It has been a long time since I have been here. I have lost count of days. I had tried, initially, to escape. But they put me back in. To punish me, they starved me for days, and then, when I could not stand, for hunger had weakened my legs, they let HIM into the room. He whipped me. He whipped me till I was hoarse from crying. Then He left. I cowered in a corner for fear of Him coming back with the whip. They fed me the day after. It was a frugal meal that hardly appeased my stomach. But I gnawed at it as if it were a banquet. They starved me again after that. I learnt soon enough that it would become a ritual to feed me and starve me alternately. I knew they would not be able to keep me imprisoned if I was strong. This damned hunger had caused me to lose everything in life.

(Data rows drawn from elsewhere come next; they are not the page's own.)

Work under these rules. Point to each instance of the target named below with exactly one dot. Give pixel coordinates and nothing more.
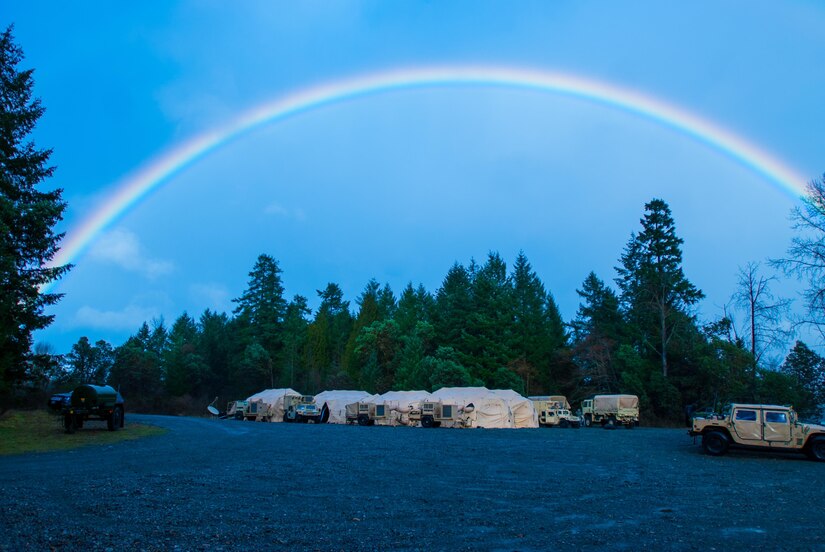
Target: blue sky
(398, 186)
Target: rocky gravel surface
(227, 485)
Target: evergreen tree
(185, 369)
(296, 324)
(538, 330)
(807, 369)
(489, 325)
(328, 336)
(655, 292)
(89, 363)
(597, 334)
(27, 218)
(262, 307)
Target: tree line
(486, 324)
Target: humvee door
(747, 424)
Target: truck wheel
(816, 450)
(715, 443)
(68, 423)
(113, 422)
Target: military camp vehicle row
(300, 409)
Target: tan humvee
(554, 411)
(759, 427)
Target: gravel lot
(227, 485)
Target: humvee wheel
(816, 450)
(714, 443)
(68, 423)
(114, 422)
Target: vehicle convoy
(301, 409)
(759, 427)
(89, 402)
(611, 410)
(554, 411)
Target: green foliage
(27, 219)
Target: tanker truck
(93, 402)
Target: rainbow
(135, 187)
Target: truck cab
(759, 427)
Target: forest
(485, 325)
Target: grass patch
(39, 431)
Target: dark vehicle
(92, 402)
(58, 401)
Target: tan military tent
(336, 403)
(275, 399)
(522, 409)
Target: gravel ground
(227, 485)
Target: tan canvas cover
(337, 402)
(275, 399)
(612, 403)
(490, 410)
(523, 412)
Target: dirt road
(227, 485)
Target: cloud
(279, 210)
(129, 318)
(122, 248)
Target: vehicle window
(776, 417)
(746, 415)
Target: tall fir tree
(655, 292)
(27, 218)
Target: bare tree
(766, 314)
(806, 255)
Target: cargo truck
(611, 410)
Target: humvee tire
(816, 450)
(715, 443)
(69, 423)
(115, 421)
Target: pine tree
(27, 218)
(655, 292)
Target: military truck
(611, 410)
(301, 409)
(764, 427)
(367, 413)
(92, 402)
(237, 409)
(554, 411)
(257, 411)
(436, 414)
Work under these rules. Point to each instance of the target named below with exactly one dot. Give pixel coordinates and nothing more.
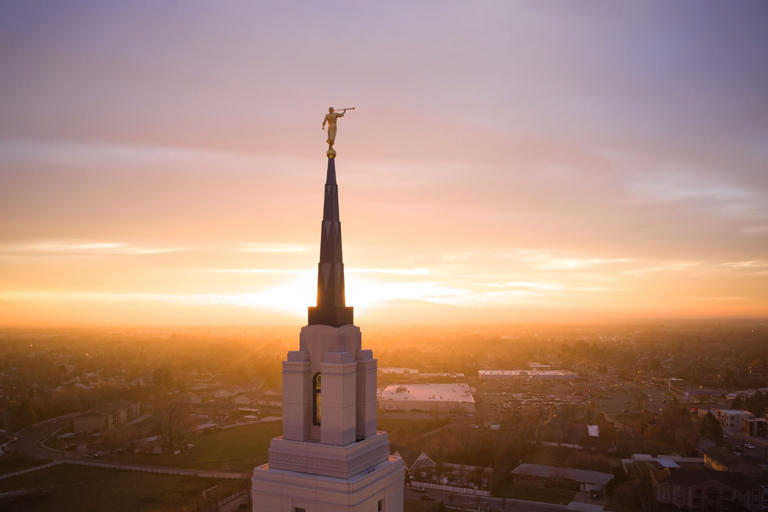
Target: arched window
(316, 399)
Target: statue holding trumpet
(331, 118)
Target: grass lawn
(68, 488)
(549, 495)
(233, 449)
(11, 463)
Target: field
(550, 495)
(12, 463)
(68, 488)
(235, 449)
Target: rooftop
(578, 475)
(428, 392)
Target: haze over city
(507, 161)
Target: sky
(163, 162)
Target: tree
(711, 428)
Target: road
(30, 444)
(484, 503)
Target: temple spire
(331, 308)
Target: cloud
(96, 153)
(395, 271)
(83, 248)
(748, 264)
(524, 285)
(545, 260)
(673, 266)
(270, 248)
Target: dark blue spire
(331, 308)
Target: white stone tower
(330, 457)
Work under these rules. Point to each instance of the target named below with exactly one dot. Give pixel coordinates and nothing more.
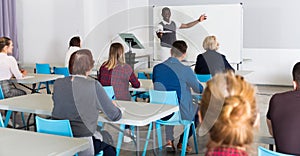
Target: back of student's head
(75, 42)
(165, 9)
(179, 48)
(81, 62)
(210, 43)
(235, 100)
(116, 55)
(4, 41)
(296, 74)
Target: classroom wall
(45, 27)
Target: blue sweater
(172, 75)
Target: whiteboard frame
(227, 16)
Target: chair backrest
(203, 77)
(265, 152)
(1, 121)
(166, 97)
(61, 71)
(1, 98)
(56, 127)
(163, 97)
(142, 75)
(43, 68)
(110, 92)
(1, 93)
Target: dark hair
(4, 41)
(178, 48)
(81, 62)
(296, 73)
(75, 41)
(165, 9)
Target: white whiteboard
(225, 21)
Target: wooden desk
(33, 79)
(20, 142)
(135, 113)
(146, 85)
(140, 114)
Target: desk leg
(33, 88)
(7, 117)
(154, 138)
(48, 88)
(137, 140)
(120, 139)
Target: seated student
(74, 45)
(211, 62)
(229, 101)
(115, 72)
(80, 99)
(9, 68)
(283, 117)
(172, 75)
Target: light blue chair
(203, 77)
(9, 112)
(110, 93)
(43, 68)
(61, 71)
(141, 75)
(55, 127)
(1, 121)
(265, 152)
(170, 97)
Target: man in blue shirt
(172, 75)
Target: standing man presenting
(166, 31)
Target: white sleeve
(14, 69)
(159, 28)
(178, 24)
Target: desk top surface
(135, 113)
(20, 142)
(35, 78)
(238, 72)
(140, 113)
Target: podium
(132, 42)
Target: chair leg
(48, 88)
(185, 139)
(23, 119)
(39, 86)
(147, 139)
(195, 138)
(159, 136)
(120, 139)
(132, 130)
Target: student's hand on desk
(114, 102)
(159, 34)
(202, 18)
(24, 72)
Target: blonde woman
(8, 69)
(211, 62)
(229, 112)
(115, 72)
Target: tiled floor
(264, 94)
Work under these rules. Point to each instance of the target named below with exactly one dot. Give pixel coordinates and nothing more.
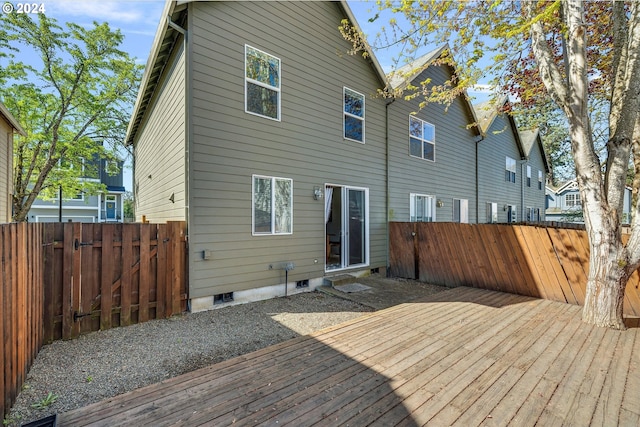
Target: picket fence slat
(533, 260)
(59, 280)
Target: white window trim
(423, 140)
(510, 165)
(464, 213)
(364, 111)
(412, 206)
(492, 214)
(256, 82)
(273, 206)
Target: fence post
(106, 277)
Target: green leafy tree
(584, 57)
(74, 104)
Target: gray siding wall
(6, 169)
(533, 196)
(159, 170)
(499, 143)
(452, 175)
(307, 145)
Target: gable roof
(4, 112)
(530, 139)
(402, 77)
(169, 29)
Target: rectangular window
(422, 139)
(461, 210)
(262, 83)
(492, 213)
(422, 208)
(353, 115)
(272, 207)
(572, 200)
(540, 180)
(510, 170)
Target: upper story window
(571, 200)
(540, 179)
(353, 115)
(422, 208)
(272, 207)
(510, 170)
(422, 139)
(262, 83)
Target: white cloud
(112, 11)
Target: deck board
(463, 357)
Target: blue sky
(139, 19)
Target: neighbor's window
(272, 205)
(422, 208)
(571, 200)
(461, 210)
(262, 83)
(353, 115)
(510, 170)
(540, 179)
(422, 139)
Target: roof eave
(140, 106)
(370, 55)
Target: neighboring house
(81, 207)
(512, 168)
(8, 126)
(268, 140)
(564, 204)
(432, 150)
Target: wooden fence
(21, 304)
(60, 280)
(543, 262)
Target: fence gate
(99, 276)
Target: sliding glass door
(346, 226)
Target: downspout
(387, 203)
(523, 177)
(478, 141)
(187, 134)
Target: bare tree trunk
(608, 275)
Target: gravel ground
(107, 363)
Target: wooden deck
(464, 357)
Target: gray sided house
(564, 204)
(8, 127)
(512, 168)
(84, 207)
(254, 126)
(432, 150)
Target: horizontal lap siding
(160, 149)
(499, 142)
(230, 145)
(452, 175)
(534, 197)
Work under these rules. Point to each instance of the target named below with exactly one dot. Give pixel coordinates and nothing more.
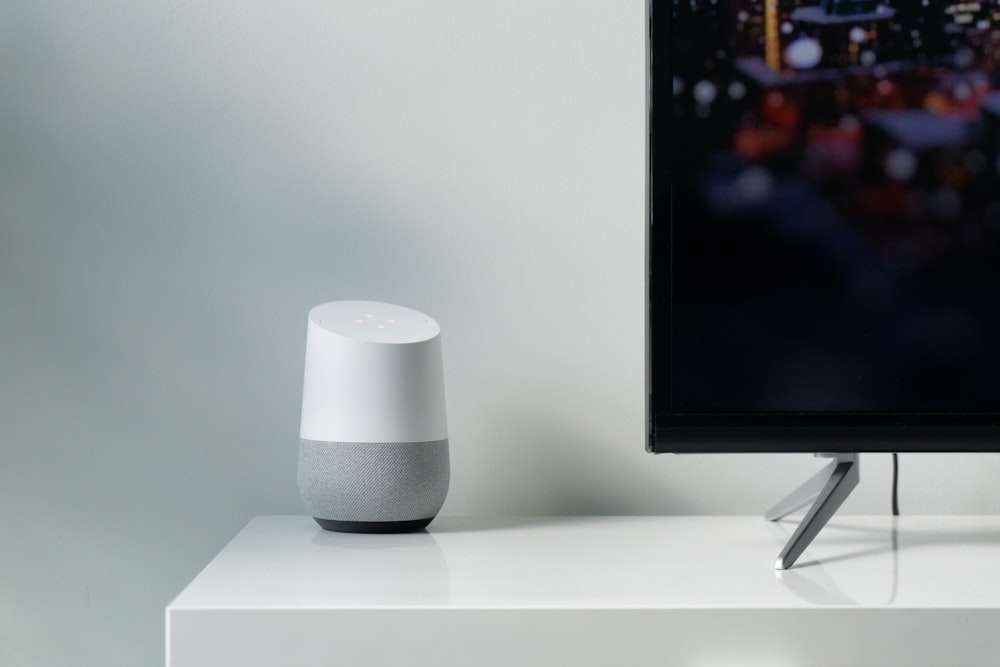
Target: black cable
(895, 484)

My memory is sharp. I remember everything. I remember how they caught me, as clear as daylight, although it was a dark night when it happened. It was hunger that drove me to steal. We did not go into the village usually. It was an unspoken rule among our kind. The villagers were the enemy. Together, they were stronger and more cunning than we could ever be. But my children had starved for a week. It was the villagers’ fault that had happened. They were taking over our territory. I remember how I crept around the cottage, a black night hiding me from sight. But I was wrong. They had kept watch. They were upon me like a wave breaks upon a boulder. I had nowhere to run. The villagers surrounded me, taunting me with their flaming torches. I shrank back. Hunger had left me weak.
“Witch!” she called me, a woman in the background, “these Godforsaken creatures have wreaked havoc on us!” was what she exclaimed, to no one in particular. I could see her, framed in a doorway. Maybe she had children too. Why did she not understand my plight? My babies, starving, left alone. I had to get back to them. But the villagers would not let me. Someone fired at me.
I woke up in this room. Tired, hungry, scared. I ached for my babies. There is a window in this room. I spent days crying through it, for my children. Hoping they would hear. I gave up after a while. They were better off wherever they were, away from this hellhole.
The man with the whip comes to my room every night. I am scared of him. I do as I am told, or else He whips me. He is here now. He cracks the whip. I stand quickly and walk out the door. I walk onto the stage to jump on stools and wave at cheering crowds. It is another regular night for me, performing for the ‘Bagher Khela’ at the Minerva Circus.